Attempt to pull stolen pickup from Missouri River falls short
BISMARCK -- Divers and a towing crew tried unsuccessfully Thursday to retrieve a stolen pickup that broke through the ice on the Missouri River here in January.
BISMARCK - Divers and a towing crew tried unsuccessfully Thursday to retrieve a stolen pickup that broke through the ice on the Missouri River here in January.
The pickup has been submerged in the river since Jan. 26. A 15-year-old girl told police she was driving on River Road near the Interstate 94 bridge that night when she noticed truck lights on the ice and then saw a pickup go into the water.
The girl said she saw a car speeding away from the scene and didn’t see anyone inside the pickup. Sgt. Mark Buschena said Thursday that police presume that whoever stole the pickup put it in gear and sent it out onto the ice before fleeing.
An orange toolbox that had been attached to the pickup was seen three days later frozen in the river. Tools retrieved from the box and a license plate found found out on the river the next day led police to identify the vehicle as a red 1998 Chevy S-10 pickup reported stolen from a 55-year-old Bismarck woman.

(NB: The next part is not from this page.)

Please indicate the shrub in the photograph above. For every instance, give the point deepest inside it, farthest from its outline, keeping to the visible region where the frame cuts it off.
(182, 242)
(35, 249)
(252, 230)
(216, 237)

Authorities decided to wait until river and weather conditions improved to try to retrieve the pickup.
On Thursday, the Burleigh County Sheriff’s Department’s Dive Rescue and Recovery Team located the pickup underwater and hooked it up to cables from two tow trucks, but one of the cables snapped on something sharp during the first attempt to pull it from the water, said Maj. Kelly Leben, the dive team’s commander.
Plans to make a second attempt using a heavier strap and different anchor point were scrapped because the river current was too strong to get the equipment down to the diver, Leben said.
“There’s too much drag from the river,” he said, noting divers also had basically no visibility.
The pickup is lying on its passenger side and mostly covered in sand on the river bottom, Leben said. Divers hadn’t been inside the pickup to see if anyone was inside, but officials don’t believe anyone is, he said.
The dive team will confer with Bismarck police next week about how to proceed, Leben said. He added that while evidence recovery “is a vital part of our job,” they may have to hire a private salvage company to retrieve the pickup.
The pickup’s owner was paying for the towing service, while the nine-member dive team was acting on behalf of the police department, he said.
Authorities controlled traffic on River Road, and several boaters were turned away as the retrieval effort tied up a popular public boat launch for most of the day.
No arrests have been made in the stolen vehicle case, and it remains under investigation, Buschena said.